This summer, a Hyde Park charter school is making free breakfasts and lunches available to any child under the age of 18.
Through the federally funded USDA Summer Food Service Program for Children, the Boston Renaissance Charter Public School offers free meals to all children, whether residents of Hyde Park or other communities. The meals program began on July 5, along with the school’s summer learning program, and will continue through Aug. 26.
Roger F. Harris, the school’s superintendent, said the federal support makes it possible to provide children with vital nutrition through the summer break and that he hopes to see more schools taking part.
“I just think it’s another example of something that can be and should be replicated across the city and in other cities,” Harris said. “It’s good to have kids in schools during the summer if possible and create recreation opportunities, and if you can feed them, that’s gravy on the potatoes.”
Harris said the free meals grew out of the school’s summer program for children from kindergarten to sixth grade. The school has participated in the federal program for five or six years, going back to its original location in Bay Village.
“It’s important for kids to be in a structured learning environment throughout the summer, so we’ve created opportunities for kids to learn and have fun, and at the same time,” Harris said, “and so many of our kids qualify for free and reduced lunch that it was just a natural that we investigate the free and reduced lunch program. And it turns out that the numbers worked so that we could become a site for the community.”
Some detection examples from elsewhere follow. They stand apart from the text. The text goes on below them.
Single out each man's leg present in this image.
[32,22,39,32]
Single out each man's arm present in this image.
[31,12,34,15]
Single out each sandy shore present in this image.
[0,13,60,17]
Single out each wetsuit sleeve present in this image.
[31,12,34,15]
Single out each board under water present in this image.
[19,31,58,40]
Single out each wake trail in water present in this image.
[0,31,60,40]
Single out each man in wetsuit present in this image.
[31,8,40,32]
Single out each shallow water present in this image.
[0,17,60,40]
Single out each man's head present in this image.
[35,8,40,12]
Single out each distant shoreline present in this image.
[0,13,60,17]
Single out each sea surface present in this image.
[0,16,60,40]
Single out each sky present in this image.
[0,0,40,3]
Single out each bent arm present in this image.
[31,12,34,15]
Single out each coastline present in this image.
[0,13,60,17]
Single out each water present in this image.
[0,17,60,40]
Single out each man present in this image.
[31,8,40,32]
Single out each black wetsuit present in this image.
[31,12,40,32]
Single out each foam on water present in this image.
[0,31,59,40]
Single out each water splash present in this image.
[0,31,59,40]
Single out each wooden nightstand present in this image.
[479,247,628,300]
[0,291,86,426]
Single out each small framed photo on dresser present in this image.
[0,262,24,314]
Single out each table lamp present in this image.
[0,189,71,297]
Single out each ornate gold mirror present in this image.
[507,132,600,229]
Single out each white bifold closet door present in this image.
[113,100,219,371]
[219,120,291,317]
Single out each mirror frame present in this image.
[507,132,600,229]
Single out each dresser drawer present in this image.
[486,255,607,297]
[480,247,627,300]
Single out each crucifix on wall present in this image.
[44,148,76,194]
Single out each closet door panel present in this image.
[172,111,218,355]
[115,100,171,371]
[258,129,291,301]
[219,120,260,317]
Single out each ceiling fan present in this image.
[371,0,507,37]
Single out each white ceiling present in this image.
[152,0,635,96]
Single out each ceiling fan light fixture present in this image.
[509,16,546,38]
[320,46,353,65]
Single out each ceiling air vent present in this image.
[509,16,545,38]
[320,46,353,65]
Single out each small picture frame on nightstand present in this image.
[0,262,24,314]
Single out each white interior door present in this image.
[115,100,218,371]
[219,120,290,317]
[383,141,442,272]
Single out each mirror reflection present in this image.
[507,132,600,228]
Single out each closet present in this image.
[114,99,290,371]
Harris said that while summer learning was important, it should also be enjoyable.
“We’re basically masquerading summer school, making it fun like a summer camp,” he said.
The summer program consists of two components: academics and enrichment. In the mornings, the children study language arts, math, and computer literacy, and in the afternoon there are activities such as dance, martial arts, and other physical activities, as well as further computer practice.
Regina Yapp, the coordinator for the program, said it is open to both students who attend Boston Renaissance during the school year and those who don’t. It currently has about 30 students who don’t attend the school, who come from Hyde Park, Mattapan, and Milton.
Just the other day, Yapp said, a mother saw students engaged in an activity outside the school and brought her two children inside to ask about the program. School employees gave the children lunch and showed their mother around. By the time she left, she had enrolled both children.
Boston Renaissance Charter Public School is located in Hyde Park at 1415 Hyde Park Ave. The school will serve the free meals through Aug. 26, with breakfast available each weekday morning from 8 – 9 a.m. and lunch from 11:30 am – 1 p.m. For additional information, contact the school at 617-357-0900.
Outside the Hyde Park area, parents can call the National Hunger Hotline at 1-866-3-HUNGRY or 1-877-8-HAMBRE to find a participating school near them.